Lesson 12 (2019) discussion and wiki

rachel · April 18, 2019, 12:12am

Lesson resources

Lesson video
Swift for TF lesson signup (share with your friends! Signup not required for people in the full course already.)

Software requirements

Some nbs of this lesson also currently require pytorch-nightly if yours got de-installed see this.
Notebook 10c (and subsequent) requires the NVIDIA apex python library. In the environment you created for fastai go to the fastai directory and run pip install git+https://github.com/NVIDIA/apex.

Papers

Blogs

Notes and other resources

AMA about Swift at the end of class

Post your questions in this separate thread:

PierreO · April 18, 2019, 1:36am

Kind of a tangential question but since Jeremy mentioned it: do you have any tips on debugging Deep Learning models?

paul · April 18, 2019, 1:43am

Has mixup been successfully used in NLP yet?

sgugger · April 18, 2019, 1:43am

Not that I know of, but you should definitely try

Vishucyrus · April 18, 2019, 1:44am

The Audio module won’t be covered today ???

rachel · April 18, 2019, 1:44am

Last week we shared an updated schedule. The audio module will be covered in an extra session that will be livestreamed once the course ends. We had more material than will fit in the 7 weeks of the course.

Edited to add: the dates of the extra sessions have not been set yet.

yeldarb · April 18, 2019, 1:45am

Has anyone tried mixup and normal augmentation like rotation/zoom?

Seems like they’d be different augmentations that could be used together.

mcleavey · April 18, 2019, 1:45am

I tried playing around with mixup on NLP embeddings this past week and from early experimenting it seems to work well (maybe someone else has spent more time on it already!)

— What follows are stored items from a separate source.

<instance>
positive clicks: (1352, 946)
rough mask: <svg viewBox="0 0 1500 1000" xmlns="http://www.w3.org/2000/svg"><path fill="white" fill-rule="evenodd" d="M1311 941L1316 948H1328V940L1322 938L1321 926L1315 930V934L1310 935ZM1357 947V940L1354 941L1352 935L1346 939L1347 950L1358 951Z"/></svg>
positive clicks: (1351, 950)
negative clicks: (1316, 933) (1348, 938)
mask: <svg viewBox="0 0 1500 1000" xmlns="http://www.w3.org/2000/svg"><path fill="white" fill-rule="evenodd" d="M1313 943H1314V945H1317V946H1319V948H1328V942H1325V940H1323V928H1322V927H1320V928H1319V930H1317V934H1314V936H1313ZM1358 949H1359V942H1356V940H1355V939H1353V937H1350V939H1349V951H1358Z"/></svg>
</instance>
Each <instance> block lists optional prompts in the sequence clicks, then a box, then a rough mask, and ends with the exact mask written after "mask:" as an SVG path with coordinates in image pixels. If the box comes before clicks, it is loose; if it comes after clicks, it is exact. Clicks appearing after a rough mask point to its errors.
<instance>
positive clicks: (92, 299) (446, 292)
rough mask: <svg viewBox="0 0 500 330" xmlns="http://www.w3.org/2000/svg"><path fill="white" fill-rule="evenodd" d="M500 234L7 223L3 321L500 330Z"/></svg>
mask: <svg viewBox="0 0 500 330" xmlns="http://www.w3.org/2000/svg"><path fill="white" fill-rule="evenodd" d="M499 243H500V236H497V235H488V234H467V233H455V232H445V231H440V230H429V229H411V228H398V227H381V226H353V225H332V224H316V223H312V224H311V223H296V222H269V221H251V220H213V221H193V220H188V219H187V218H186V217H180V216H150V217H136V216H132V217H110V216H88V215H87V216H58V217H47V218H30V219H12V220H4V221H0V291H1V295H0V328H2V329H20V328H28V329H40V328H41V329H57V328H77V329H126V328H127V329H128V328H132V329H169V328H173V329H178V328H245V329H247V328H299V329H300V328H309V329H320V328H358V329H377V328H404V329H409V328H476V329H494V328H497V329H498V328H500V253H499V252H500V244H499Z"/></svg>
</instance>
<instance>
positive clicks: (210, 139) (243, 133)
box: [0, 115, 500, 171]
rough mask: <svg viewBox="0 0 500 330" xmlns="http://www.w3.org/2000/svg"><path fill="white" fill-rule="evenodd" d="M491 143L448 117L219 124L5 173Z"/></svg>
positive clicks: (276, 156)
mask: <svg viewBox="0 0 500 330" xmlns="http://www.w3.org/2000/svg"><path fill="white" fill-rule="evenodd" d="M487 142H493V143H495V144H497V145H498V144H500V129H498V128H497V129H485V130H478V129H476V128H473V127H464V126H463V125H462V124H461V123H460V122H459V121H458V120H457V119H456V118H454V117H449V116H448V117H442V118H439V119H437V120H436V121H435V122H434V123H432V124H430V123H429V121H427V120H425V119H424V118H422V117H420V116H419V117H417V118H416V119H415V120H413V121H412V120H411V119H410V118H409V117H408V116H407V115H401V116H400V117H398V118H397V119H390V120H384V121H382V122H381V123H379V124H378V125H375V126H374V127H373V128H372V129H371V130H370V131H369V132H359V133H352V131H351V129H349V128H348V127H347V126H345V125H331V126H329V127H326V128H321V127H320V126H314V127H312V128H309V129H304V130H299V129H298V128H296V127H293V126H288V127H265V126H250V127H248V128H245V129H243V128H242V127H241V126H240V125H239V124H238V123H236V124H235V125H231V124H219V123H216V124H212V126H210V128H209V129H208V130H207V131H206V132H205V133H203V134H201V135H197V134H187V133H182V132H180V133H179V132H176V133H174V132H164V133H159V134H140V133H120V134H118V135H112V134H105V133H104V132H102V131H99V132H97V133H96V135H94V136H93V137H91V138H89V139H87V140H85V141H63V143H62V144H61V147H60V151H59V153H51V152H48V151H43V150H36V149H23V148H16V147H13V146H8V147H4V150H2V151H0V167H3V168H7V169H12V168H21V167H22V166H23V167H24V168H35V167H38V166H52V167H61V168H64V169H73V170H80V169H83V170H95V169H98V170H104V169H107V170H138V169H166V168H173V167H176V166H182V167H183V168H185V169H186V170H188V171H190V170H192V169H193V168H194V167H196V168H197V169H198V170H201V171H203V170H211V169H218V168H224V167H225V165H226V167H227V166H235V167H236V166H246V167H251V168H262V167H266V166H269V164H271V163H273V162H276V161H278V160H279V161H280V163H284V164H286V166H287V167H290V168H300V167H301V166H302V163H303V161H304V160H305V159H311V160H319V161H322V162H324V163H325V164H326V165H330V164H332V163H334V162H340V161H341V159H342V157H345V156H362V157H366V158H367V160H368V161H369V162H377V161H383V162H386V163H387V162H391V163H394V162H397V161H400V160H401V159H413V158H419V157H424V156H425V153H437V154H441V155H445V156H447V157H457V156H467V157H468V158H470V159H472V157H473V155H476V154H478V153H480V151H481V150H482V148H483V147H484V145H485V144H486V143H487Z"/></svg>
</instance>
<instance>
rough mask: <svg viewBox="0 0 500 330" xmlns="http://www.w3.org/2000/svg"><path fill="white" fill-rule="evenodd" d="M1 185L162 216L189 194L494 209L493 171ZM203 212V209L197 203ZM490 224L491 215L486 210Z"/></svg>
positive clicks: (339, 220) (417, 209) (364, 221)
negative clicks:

sgugger · April 18, 2019, 1:45am

We tried yes, and it’s the same as mixup without normal augmentation in our experiments.

yeldarb · April 18, 2019, 1:46am

Do you have an intuition for why that might be?

edwardeasling · April 18, 2019, 1:46am

How broadly can we apply mixup? Could you use it on an image regression problem?

sgugger · April 18, 2019, 1:47am

Mixup is much more powerful in terms of data augmentation, so it more or less erases everything else.

benjmann · April 18, 2019, 1:47am

on mac you can just type ctrl cmd space and type the name of the letter (ie ‘gamma’)

sgugger · April 18, 2019, 1:47am

As long as there is a way to mixup your labels, you can try. It has been wildly experimented in single label classification, not so much in other areas.

alenas · April 18, 2019, 1:48am

it seems mixup forces the model to behave linearly between training classes, why is this desirable?

sgugger · April 18, 2019, 1:50am

I’d reverse it into, why is this not desirable?

alenas · April 18, 2019, 1:50am

adversarial attacks proofing I guess

iyersathya · April 18, 2019, 1:52am

What about backprop with new loss?

sgugger · April 18, 2019, 1:52am

Some researchers actually found it helps against adversarial attacks (for a generalized version of Mixup): here.